Clone the repo & start new VS Code window

  • Go to the course GitHub classroom. Click on the desired repo. It contains the starter documents you need to complete the assignment.

  • Click on the green CODE button, select Use HTTPS (this might already be selected by default). Click on the clipboard icon to copy the repo URL.

  • In VS Code, go to FileNew WindowClone Git Repository (under Start).

  • Copy and paste the URL of your assignment repo into the dialog box Provide repository URL or pick a repository source.

  • Click ds.py to open the template Python script. This is where you will write up your code for the assignment.

  • Also see similar steps within the Setting up Python page on the course website.

Python and VS Code

Below are the components of the VS Code IDE.

VS Code IDE

Committing changes

Now, go to the Git pane in your VS Code window (third icon on the left - above there is a blue (2) next to it).

If you have made changes to your Python script (.py) file, you should see it listed here. Click on it to see the differences. This shows you the difference between the last committed state of the document and its current state including changes. You should see deletions in red and additions in green.

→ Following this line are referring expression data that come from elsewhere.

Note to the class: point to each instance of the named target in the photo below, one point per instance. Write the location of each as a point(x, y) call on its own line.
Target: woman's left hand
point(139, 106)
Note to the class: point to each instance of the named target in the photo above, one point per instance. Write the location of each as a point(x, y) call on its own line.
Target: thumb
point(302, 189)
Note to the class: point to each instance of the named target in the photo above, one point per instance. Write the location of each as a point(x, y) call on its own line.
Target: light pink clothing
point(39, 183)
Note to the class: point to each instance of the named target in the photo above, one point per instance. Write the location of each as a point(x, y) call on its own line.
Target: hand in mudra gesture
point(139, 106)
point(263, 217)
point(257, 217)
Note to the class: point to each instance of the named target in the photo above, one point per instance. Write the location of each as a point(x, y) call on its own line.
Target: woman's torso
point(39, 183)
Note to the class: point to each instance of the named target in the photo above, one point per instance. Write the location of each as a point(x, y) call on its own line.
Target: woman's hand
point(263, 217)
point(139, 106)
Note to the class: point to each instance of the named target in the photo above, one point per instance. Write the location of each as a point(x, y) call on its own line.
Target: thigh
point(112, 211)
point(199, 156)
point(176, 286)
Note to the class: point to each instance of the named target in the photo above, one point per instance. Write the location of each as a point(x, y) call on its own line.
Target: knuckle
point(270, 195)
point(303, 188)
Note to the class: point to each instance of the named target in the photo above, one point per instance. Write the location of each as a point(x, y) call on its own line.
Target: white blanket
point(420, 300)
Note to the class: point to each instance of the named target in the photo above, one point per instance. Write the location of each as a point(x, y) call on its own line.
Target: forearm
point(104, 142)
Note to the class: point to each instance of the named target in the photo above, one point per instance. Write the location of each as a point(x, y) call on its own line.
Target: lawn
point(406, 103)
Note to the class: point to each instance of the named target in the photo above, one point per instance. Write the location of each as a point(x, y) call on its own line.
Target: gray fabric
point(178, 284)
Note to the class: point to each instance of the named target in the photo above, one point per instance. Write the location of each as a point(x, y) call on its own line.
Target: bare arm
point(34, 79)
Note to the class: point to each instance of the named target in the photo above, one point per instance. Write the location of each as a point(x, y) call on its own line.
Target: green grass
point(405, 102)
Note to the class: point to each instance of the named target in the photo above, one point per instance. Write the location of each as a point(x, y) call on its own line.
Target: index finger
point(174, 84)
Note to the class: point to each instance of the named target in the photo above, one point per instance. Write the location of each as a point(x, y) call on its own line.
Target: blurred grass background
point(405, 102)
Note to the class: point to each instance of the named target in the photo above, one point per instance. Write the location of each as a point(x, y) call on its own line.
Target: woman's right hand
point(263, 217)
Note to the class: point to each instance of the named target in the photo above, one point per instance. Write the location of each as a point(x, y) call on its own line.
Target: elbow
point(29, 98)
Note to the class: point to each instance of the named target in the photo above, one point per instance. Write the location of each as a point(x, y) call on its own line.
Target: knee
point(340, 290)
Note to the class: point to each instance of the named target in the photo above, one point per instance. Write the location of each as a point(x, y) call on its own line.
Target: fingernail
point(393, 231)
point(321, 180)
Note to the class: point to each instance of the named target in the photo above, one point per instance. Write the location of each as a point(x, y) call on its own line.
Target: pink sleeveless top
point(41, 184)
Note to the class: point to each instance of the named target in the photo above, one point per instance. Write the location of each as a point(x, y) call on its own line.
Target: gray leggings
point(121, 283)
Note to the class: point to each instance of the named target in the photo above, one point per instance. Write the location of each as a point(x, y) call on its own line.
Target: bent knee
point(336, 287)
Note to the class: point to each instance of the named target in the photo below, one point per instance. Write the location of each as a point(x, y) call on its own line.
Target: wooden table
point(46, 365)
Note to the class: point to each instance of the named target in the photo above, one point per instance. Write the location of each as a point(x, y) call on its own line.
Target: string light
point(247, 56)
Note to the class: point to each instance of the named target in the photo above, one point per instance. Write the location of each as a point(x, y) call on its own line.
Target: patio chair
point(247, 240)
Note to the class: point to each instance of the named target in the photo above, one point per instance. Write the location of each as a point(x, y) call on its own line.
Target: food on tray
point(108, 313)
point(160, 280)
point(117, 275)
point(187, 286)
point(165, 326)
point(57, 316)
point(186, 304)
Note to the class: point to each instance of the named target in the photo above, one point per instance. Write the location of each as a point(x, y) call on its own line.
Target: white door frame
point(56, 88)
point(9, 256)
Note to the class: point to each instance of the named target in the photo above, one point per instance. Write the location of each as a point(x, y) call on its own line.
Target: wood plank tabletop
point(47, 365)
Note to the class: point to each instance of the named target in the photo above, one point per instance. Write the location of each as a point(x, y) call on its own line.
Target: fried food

If you’re happy with these changes, we’ll prepare the changes to be pushed to your remote repository. First, write a meaningful commit message (for instance, “update author name”) in the Message box. Finally, click Commit. Note that every commit needs to have a commit message associated with it.

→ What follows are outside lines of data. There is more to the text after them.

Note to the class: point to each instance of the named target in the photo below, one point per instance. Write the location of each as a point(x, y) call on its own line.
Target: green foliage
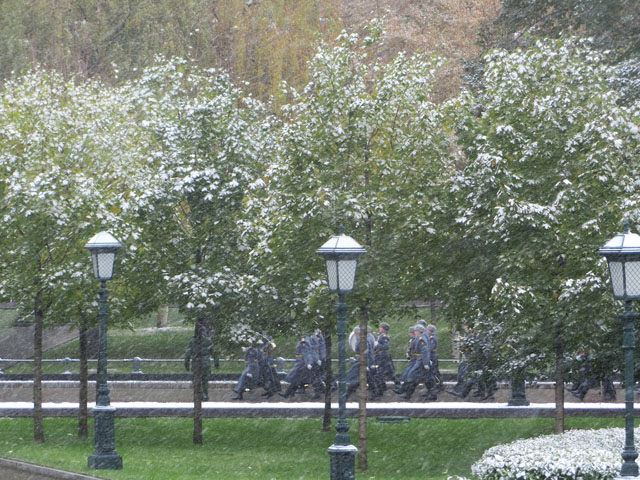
point(359, 146)
point(245, 448)
point(547, 171)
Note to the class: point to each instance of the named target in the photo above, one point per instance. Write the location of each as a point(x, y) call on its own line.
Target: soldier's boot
point(237, 396)
point(431, 395)
point(351, 389)
point(409, 388)
point(289, 392)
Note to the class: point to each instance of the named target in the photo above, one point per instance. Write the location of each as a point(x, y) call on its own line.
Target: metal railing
point(137, 362)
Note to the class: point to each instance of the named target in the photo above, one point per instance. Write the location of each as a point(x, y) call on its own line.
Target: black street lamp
point(103, 249)
point(341, 254)
point(623, 257)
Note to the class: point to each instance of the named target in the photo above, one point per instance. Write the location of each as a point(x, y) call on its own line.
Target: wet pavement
point(135, 398)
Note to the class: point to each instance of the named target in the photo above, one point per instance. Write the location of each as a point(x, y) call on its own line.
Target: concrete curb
point(14, 470)
point(316, 409)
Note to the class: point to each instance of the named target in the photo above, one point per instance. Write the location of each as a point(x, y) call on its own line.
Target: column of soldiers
point(259, 371)
point(311, 356)
point(309, 367)
point(422, 367)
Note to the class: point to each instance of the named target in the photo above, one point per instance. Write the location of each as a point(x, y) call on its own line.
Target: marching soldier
point(301, 372)
point(437, 376)
point(353, 375)
point(420, 364)
point(268, 375)
point(383, 359)
point(250, 375)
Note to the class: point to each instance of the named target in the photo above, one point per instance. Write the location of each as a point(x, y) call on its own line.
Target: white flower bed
point(576, 454)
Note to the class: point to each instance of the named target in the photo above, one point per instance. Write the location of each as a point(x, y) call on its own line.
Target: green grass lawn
point(148, 342)
point(280, 449)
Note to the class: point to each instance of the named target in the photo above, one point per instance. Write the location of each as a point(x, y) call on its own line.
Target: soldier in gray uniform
point(300, 374)
point(268, 375)
point(435, 370)
point(403, 376)
point(383, 359)
point(250, 375)
point(420, 364)
point(353, 375)
point(206, 350)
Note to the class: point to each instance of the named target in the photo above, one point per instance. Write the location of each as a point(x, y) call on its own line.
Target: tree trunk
point(558, 343)
point(197, 382)
point(362, 407)
point(83, 410)
point(328, 381)
point(38, 430)
point(163, 314)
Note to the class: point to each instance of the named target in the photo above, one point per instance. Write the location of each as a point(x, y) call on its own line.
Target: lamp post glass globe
point(103, 247)
point(623, 258)
point(341, 254)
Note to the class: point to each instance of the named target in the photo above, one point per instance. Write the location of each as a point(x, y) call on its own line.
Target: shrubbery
point(576, 454)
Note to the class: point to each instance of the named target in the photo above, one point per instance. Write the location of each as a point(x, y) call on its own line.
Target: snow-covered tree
point(360, 146)
point(550, 173)
point(192, 248)
point(65, 169)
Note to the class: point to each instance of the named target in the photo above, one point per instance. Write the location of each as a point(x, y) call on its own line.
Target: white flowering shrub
point(576, 454)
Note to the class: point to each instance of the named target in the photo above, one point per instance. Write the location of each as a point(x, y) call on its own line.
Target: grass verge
point(282, 449)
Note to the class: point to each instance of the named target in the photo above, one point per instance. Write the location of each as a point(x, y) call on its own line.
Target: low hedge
point(573, 455)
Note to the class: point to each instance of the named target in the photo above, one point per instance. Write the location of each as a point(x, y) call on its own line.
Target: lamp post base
point(343, 462)
point(104, 456)
point(111, 461)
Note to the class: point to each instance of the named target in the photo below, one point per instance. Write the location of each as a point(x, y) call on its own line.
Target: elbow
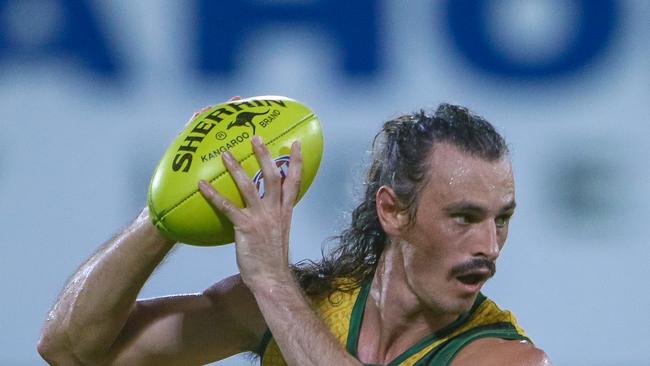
point(48, 348)
point(51, 346)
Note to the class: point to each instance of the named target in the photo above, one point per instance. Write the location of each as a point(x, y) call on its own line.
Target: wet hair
point(400, 157)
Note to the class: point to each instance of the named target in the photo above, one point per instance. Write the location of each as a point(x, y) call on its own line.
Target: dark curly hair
point(400, 153)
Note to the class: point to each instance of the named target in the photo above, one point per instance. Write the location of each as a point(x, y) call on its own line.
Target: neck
point(395, 317)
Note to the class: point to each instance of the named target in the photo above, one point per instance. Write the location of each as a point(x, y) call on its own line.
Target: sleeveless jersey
point(342, 312)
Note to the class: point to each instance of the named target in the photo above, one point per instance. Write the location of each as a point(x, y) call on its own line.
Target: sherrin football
point(177, 207)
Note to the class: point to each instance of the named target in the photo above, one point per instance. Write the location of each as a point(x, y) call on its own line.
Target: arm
point(262, 236)
point(500, 352)
point(96, 319)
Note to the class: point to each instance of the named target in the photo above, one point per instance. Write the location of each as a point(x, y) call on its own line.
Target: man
point(402, 287)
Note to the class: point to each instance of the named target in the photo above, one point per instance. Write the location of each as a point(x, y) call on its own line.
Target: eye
point(464, 219)
point(502, 221)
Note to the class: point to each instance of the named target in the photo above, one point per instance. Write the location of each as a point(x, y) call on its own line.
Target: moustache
point(473, 265)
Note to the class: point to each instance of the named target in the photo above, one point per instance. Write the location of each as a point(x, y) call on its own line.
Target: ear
point(392, 216)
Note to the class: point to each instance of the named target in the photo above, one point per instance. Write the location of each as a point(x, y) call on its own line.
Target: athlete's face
point(460, 227)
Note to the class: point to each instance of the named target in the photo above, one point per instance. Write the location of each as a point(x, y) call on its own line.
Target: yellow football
point(176, 206)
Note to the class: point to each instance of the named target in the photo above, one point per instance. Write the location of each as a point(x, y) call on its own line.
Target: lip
point(470, 287)
point(474, 286)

You don’t have to commit after every change, as this would get quite tedious. You should commit states that are meaningful to you for inspection, comparison, or restoration.

In the first few assignments we will tell you exactly when to commit and in some cases, what commit message to use. As the semester progresses we will let you make these decisions.

Now let’s make sure all the changes went to GitHub. Go to your GitHub repo and refresh the page. You should see your commit message next to the updated files. If you see this, all your changes are on GitHub and you’re good to go!

Pushing changes

Now that you have made an update and committed this change, it’s time to push these changes to your repo on GitHub.

In order to push your changes to GitHub, you normally must have staged your commit to be pushed. click on Push. On VS Code however, the staging step has been done for you.

Guidelines

Note

Remember that continuing to develop a sound workflow for reproducible data analysis is important as you complete an assignment and other assignments in this course.